Portée: Le traitement de cette décision par les juridictions ultérieures n’a pas été analysé.

8C_538/2011

8C_538/2011

Rubrum

{T 0/2}

Arrêt du 2 août 2011

Ire Cour de droit social

Composition

M. le Juge Frésard, en qualité de juge unique.

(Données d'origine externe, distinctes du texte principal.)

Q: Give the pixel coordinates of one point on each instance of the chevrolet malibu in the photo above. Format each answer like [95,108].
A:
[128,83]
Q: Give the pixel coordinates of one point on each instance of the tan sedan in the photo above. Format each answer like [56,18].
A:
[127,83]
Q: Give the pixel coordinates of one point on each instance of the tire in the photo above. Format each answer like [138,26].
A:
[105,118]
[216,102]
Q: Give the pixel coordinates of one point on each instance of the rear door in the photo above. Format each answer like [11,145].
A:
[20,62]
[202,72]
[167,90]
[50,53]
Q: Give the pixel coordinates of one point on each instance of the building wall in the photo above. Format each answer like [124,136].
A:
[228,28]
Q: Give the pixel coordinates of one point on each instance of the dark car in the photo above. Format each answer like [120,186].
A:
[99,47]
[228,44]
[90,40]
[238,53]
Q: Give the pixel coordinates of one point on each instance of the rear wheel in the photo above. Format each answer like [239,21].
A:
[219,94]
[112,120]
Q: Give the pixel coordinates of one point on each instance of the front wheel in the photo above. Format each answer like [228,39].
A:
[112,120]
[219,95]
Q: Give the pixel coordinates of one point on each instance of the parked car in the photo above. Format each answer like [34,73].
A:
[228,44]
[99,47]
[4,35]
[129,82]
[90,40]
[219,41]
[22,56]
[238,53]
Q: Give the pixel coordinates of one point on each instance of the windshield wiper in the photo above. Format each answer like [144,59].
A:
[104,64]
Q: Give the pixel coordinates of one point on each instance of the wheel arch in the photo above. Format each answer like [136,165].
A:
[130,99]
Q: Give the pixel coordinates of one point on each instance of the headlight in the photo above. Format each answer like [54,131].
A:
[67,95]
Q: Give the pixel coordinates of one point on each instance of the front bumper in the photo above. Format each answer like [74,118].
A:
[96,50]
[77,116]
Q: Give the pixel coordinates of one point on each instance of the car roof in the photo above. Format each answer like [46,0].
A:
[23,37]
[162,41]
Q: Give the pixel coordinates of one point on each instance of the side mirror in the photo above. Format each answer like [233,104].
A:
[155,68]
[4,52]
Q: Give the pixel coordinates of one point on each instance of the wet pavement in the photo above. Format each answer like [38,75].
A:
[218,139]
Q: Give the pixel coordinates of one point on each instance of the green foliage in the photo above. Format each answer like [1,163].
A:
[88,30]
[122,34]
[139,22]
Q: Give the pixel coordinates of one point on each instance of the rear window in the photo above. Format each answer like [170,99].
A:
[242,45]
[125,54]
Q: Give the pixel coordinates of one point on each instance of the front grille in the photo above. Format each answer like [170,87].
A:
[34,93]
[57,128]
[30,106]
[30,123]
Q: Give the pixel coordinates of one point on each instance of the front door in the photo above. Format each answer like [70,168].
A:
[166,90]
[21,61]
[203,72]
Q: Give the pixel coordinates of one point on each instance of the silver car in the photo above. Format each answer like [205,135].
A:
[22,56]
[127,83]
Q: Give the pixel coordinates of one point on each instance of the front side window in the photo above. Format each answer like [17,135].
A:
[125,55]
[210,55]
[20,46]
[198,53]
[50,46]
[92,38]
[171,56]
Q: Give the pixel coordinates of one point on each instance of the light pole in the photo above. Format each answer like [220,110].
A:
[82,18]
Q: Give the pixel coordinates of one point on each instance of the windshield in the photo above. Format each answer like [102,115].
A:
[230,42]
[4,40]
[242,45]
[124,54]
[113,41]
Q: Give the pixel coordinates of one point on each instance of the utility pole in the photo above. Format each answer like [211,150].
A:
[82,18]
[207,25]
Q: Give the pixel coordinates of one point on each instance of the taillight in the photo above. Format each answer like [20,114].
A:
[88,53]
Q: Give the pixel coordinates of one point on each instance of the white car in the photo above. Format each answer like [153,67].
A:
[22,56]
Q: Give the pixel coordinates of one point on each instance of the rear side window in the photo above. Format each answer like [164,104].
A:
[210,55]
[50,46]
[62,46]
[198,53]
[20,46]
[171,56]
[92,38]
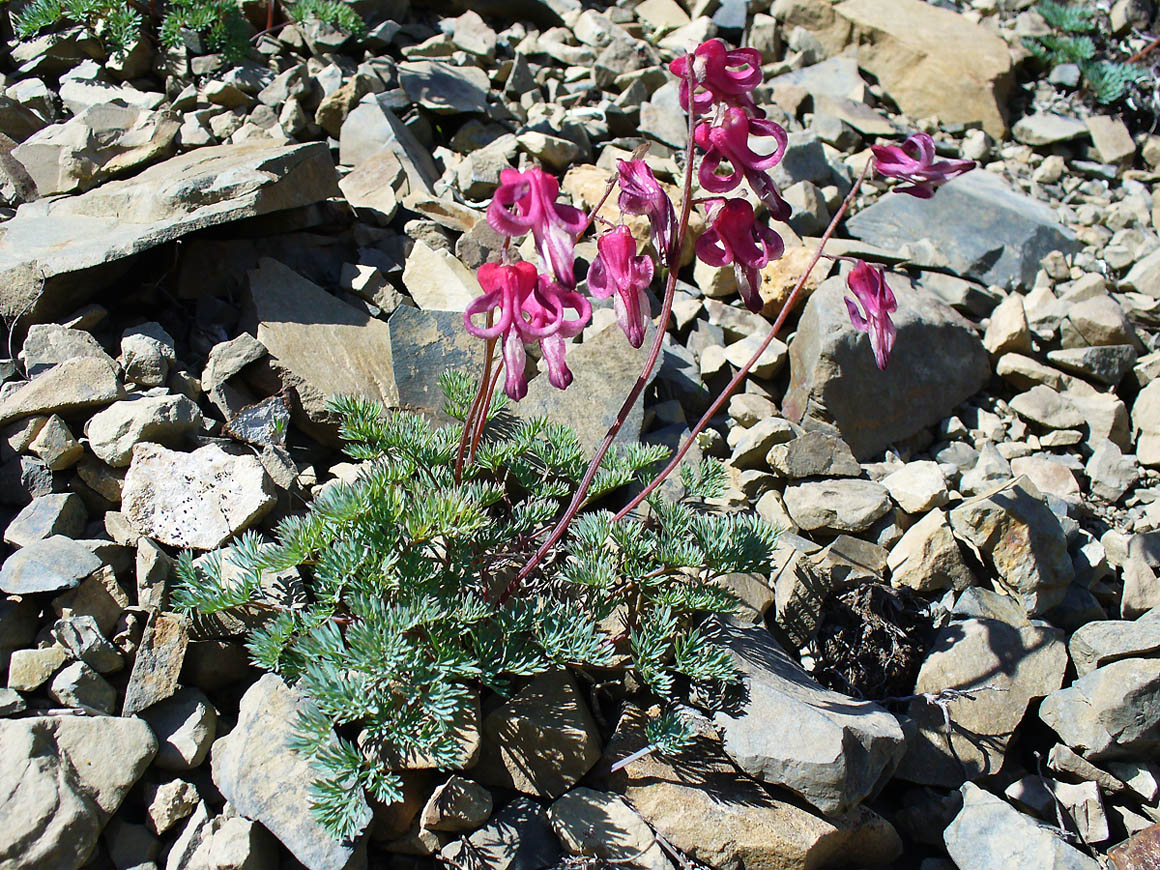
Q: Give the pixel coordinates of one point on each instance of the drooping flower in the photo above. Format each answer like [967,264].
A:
[914,161]
[878,303]
[730,140]
[642,194]
[722,75]
[736,237]
[526,202]
[530,309]
[618,269]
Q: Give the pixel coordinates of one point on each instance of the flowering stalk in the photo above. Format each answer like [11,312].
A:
[753,360]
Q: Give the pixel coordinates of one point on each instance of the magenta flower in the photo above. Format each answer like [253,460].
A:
[869,285]
[737,238]
[642,194]
[914,161]
[618,269]
[530,309]
[730,140]
[553,225]
[722,75]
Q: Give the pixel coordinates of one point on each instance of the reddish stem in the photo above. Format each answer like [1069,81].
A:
[753,360]
[666,310]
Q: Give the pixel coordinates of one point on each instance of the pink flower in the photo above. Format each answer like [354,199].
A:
[553,225]
[869,285]
[737,238]
[642,194]
[530,309]
[914,161]
[722,75]
[618,269]
[730,140]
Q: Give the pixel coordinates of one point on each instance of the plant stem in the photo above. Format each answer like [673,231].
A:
[753,360]
[638,388]
[488,349]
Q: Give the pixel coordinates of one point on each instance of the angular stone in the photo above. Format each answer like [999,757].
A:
[157,667]
[1110,712]
[46,515]
[1014,664]
[927,557]
[319,346]
[1019,535]
[700,804]
[75,384]
[833,376]
[1002,245]
[50,240]
[51,565]
[266,781]
[596,824]
[194,500]
[185,725]
[99,143]
[813,454]
[990,833]
[841,505]
[828,748]
[64,776]
[160,419]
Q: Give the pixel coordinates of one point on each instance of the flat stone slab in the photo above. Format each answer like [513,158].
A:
[52,240]
[1003,241]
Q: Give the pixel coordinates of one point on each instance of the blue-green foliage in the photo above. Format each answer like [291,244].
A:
[1107,80]
[403,571]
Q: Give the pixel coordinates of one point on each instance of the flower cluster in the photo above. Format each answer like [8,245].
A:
[718,84]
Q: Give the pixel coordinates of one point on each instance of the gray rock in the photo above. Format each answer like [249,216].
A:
[48,515]
[258,773]
[1106,363]
[458,804]
[80,687]
[927,557]
[99,143]
[185,725]
[833,376]
[700,804]
[519,838]
[541,741]
[1110,472]
[160,419]
[443,88]
[841,505]
[990,833]
[64,776]
[1101,643]
[596,824]
[50,343]
[813,454]
[50,240]
[51,565]
[1014,664]
[81,637]
[158,664]
[1110,712]
[319,346]
[1002,245]
[194,500]
[1017,534]
[75,384]
[146,353]
[828,748]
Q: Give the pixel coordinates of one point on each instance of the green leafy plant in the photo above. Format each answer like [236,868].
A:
[1107,80]
[403,618]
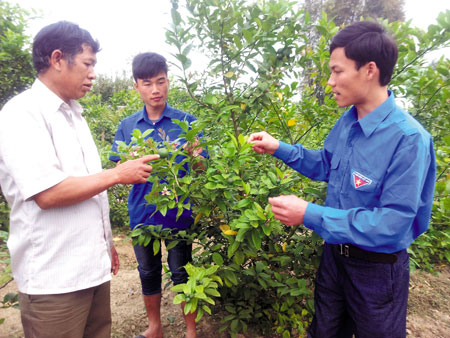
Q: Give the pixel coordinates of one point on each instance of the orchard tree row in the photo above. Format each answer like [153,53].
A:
[266,69]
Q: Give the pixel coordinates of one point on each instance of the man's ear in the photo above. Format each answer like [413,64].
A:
[372,70]
[56,58]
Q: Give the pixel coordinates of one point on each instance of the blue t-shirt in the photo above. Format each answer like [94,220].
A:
[139,211]
[381,173]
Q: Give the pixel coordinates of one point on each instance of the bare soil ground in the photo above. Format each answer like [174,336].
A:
[428,309]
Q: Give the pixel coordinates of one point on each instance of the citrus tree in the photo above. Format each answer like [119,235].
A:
[252,268]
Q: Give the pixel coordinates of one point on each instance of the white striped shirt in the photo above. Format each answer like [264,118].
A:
[43,141]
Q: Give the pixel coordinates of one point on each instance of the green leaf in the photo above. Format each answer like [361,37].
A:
[178,299]
[217,258]
[156,246]
[256,239]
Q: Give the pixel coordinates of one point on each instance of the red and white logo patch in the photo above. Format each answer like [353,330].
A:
[360,180]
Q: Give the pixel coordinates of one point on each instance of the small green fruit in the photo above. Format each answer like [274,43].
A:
[163,153]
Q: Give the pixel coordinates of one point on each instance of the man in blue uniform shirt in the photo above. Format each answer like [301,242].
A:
[380,167]
[152,83]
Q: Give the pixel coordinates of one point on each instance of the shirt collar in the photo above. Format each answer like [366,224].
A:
[371,121]
[52,102]
[168,112]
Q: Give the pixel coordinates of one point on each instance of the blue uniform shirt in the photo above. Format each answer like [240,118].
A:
[381,173]
[139,211]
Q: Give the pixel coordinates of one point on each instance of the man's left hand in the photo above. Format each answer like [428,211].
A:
[288,209]
[193,149]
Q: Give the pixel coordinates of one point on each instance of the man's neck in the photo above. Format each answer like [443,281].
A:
[154,114]
[375,99]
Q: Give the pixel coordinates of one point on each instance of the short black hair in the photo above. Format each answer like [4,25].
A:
[66,36]
[367,41]
[147,65]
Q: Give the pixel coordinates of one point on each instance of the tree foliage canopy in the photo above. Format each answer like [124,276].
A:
[16,65]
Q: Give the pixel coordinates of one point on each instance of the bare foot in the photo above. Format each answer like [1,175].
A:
[154,332]
[191,333]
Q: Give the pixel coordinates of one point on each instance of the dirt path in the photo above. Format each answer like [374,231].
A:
[428,310]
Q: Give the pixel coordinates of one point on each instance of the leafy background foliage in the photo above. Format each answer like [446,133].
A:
[267,69]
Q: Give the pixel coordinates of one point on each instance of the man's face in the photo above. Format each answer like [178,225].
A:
[349,85]
[77,75]
[154,91]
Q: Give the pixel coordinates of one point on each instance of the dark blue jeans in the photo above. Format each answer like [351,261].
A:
[354,296]
[150,265]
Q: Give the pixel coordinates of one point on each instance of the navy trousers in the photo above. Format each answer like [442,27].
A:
[356,297]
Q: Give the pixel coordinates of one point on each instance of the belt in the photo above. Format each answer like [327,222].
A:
[349,250]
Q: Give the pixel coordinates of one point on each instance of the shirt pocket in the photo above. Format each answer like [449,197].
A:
[362,180]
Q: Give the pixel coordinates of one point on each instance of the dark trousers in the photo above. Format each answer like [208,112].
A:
[150,265]
[355,296]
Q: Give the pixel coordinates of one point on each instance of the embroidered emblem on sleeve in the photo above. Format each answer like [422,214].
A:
[360,180]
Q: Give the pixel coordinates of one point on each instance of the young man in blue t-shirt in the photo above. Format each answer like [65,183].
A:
[380,167]
[152,83]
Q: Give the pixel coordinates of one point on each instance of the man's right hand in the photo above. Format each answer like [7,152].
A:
[263,143]
[135,171]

Greffière: Mme Fretz Perrin.

Participants à la procédure

B.________, France,

recourante,

contre

Caisse cantonale neuchâteloise de compensation, Faubourg de l'Hôpital 28, 2000 Neuchâtel,

intimée.

Objet

Allocation familiale (condition procédurale),

recours contre le jugement du Tribunal cantonal de la République et canton de Neuchâtel, Cour de droit public, du 31 mai 2011.

Vu:

le recours du 6 juillet 2011 (date du timbre postal) contre le jugement de la Cour de droit public du Tribunal cantonal de la République et canton de Neuchâtel du 31 mai 2011,

Considérants

que selon l'art. 42 al. 1 et 2 LTF, le recours doit indiquer, entre autres exigences, les conclusions, les motifs et les moyens de preuve, en exposant succinctement en quoi l'acte attaqué est contraire au droit,

que par ailleurs, le Tribunal fédéral n'examine la violation de droits fondamentaux ainsi que celle de dispositions de droit cantonal et intercantonal que si ce grief a été invoqué et motivé par le recourant (art. 106 al. 2 LTF),

qu'en l'occurrence, on ne peut pas déduire du recours en quoi les constatations des premiers juges seraient inexactes - au sens de l'art. 97 al. 1 LTF -, ni en quoi l'acte attaqué serait contraire au droit,

qu'en particulier, le jugement attaqué porte sur le refus de l'intimée de verser des allocations familiales à la recourante pour l'année 2006,

que l'octroi de telles prestations est fondé sur le droit public cantonal - en l'espèce, la loi cantonale sur les allocations familiales du 24 mars 1997 (LAF; RSN 822.10), en vigueur jusqu'au 31 décembre 2008 -, dont le Tribunal fédéral ne revoit l'interprétation et l'application que sous l'angle restreint de l'arbitraire,

que la recourante ne soutient pas que cette loi cantonale aurait été violée, ni n'expose en quoi les premiers juges auraient appliqué arbitrairement le droit cantonal, dont elle ne cite d'ailleurs aucune disposition,

que, partant, le recours ne répond pas aux exigences des art. 42 al. 1 et 2 et 106 al. 2 LTF et doit être déclaré irrecevable selon la procédure simplifiée de l'art. 108 al. 1 let. b et al. 2 LTF,

qu'il convient de renoncer à la perception des frais judiciaires en application de l'art. 66 al. 1 in fine LTF,

Dispositif

par ces motifs, le Juge unique prononce:

1.

Le recours est irrecevable.

2.

Il n'est pas perçu de frais judiciaires.

3.

Le présent arrêt est communiqué aux parties, au Tribunal cantonal de la République et canton de Neuchâtel, Cour de droit public, et à l'Office fédéral des assurances sociales.

Lucerne, le 2 août 2011

Au nom de la Ire Cour de droit social

du Tribunal fédéral suisse

Le Juge unique: La Greffière:

Frésard Fretz Perrin

Dispositions modifiées depuis

Cette décision interprète des dispositions dont l’acte a depuis fait l’objet d’une nouvelle consolidation. Si l’article lui-même a changé n’est pas consigné.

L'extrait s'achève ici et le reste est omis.